Hearing examples like this, by strangers I happen to overhear in a store, I take as a sign for me to stop it and to be more aware of how I talk to my children.

This mother looked like she was still in her office work clothes, I'm sure she was tired, I'm sure she's a good mother in all regards, and she'll probably regret that conversation she had with her daughter.

It was her tone of exasperation and frustration,  that was so hard to hear. She seemed to be picking a fight with her own daughter. That poor girl, I felt so sorry for her.  She didn't want to fight.  She was quiet and seemed like she was just dodging her Mother's angry words.

I lingered in the next aisle, wanting to hear the rest of the interaction.
I felt a bit like Scrooge, being forced to face my own truth by the Ghost of This Is What You Sound Like.

The daughter stayed quiet and calm the whole time, like she had heard it all before.

I just wanted to give her a big hug.

Sort of on the same topic;  I read an article in Huffingtonpost about a woman who is walking behind a father and daughter, and she hears the father berating the girl the whole time. Swearing at her and saying things like, "No wonder no one wants to be friends with you!" And the daughter just silently walks next to her father.  The woman follows them as they get into their car, and she looks at the girl, makes eye contact as she passes her, and quietly tells her, "It's going to get better, it won't always be like this."  That's all she feels she can do or say to make this young girl feel better.
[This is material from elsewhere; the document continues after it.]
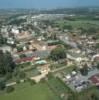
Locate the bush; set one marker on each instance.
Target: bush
(10, 89)
(2, 85)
That almost made me cry.  An extreme example, I would never swear at my kids or say anything bad as that, but that story stuck with me and the sadness of it overwhelms me.



Friday, February 8, 2013

Big Decisions.

As I get ready to enroll our last-born, Austin in preschool, I had to make the big decision of continuing our family tradition of putting him in the same co-op preschool his sisters attended.

This preschool is amazing and wonderful, but also tons of work and a big commitment.
When Austin is done, I will have given six years to this school.  That's about 234 mornings of working in the classroom, about 81 monthly meetings, maintenance days, fundraising and tons more.

Standing at the entrance of the school yesterday, waiting for the mandatory school tour all new and returning families have to attend, I saw a box with a bunch of succulent plant cuttings, left overs from a school project.  There was a sign on the box that said, "Please help yourself".

I've been a little fascinated with succulents.  And have been wanting to start a collection.  I used to think they were ugly, but now I joined the trendy bandwagon and really like them.  Much like neon and skinny jeans, I eventually succumb and start liking all the trends that everyone in the world is following also.

This box with the clippings, were a sign to me that I should get started on my garden, today.
These plants are low maintenance and hardy.  Perfect for me.

Anyway... I took a few of these succulent clippings out of the box on my way out of the school, after the tour, with plans in my head to start my garden.

My friend, who was also taking the school tour, who knows I had doubts about signing up Austin, asked me, "So, you've decided to give a try, huh?"  I thought she meant my decision to enroll Austin in the school.  I gave a little sigh, and said, "Yeah, I think so."  Immediately feeling the enormity of that decision.  But then she said, "Well, they look a little droopy, but I'm sure they'll perk up."  Oh, that's when I realized she was just talking about these clippings I was holding in my hand, not about my big life decisions I was making.  It was a funny moment I had to myself.

When I brought these clippings home, I thought about them all day, thinking I have to put them in dirt NOW! Or else they'll die!  I felt like they just had a few hours left of life.

So finally, that same day I made the effort to find some planting pots, potting soil, a tiny shovel and made this little succulent arrangement that sits on our outdoor table on our deck, for all to see. (That's a stone frog and lamb next to them, by the way.)


I hope they won't die and I need to think about where I can find some other clippings, without having to steal them from my neighbors.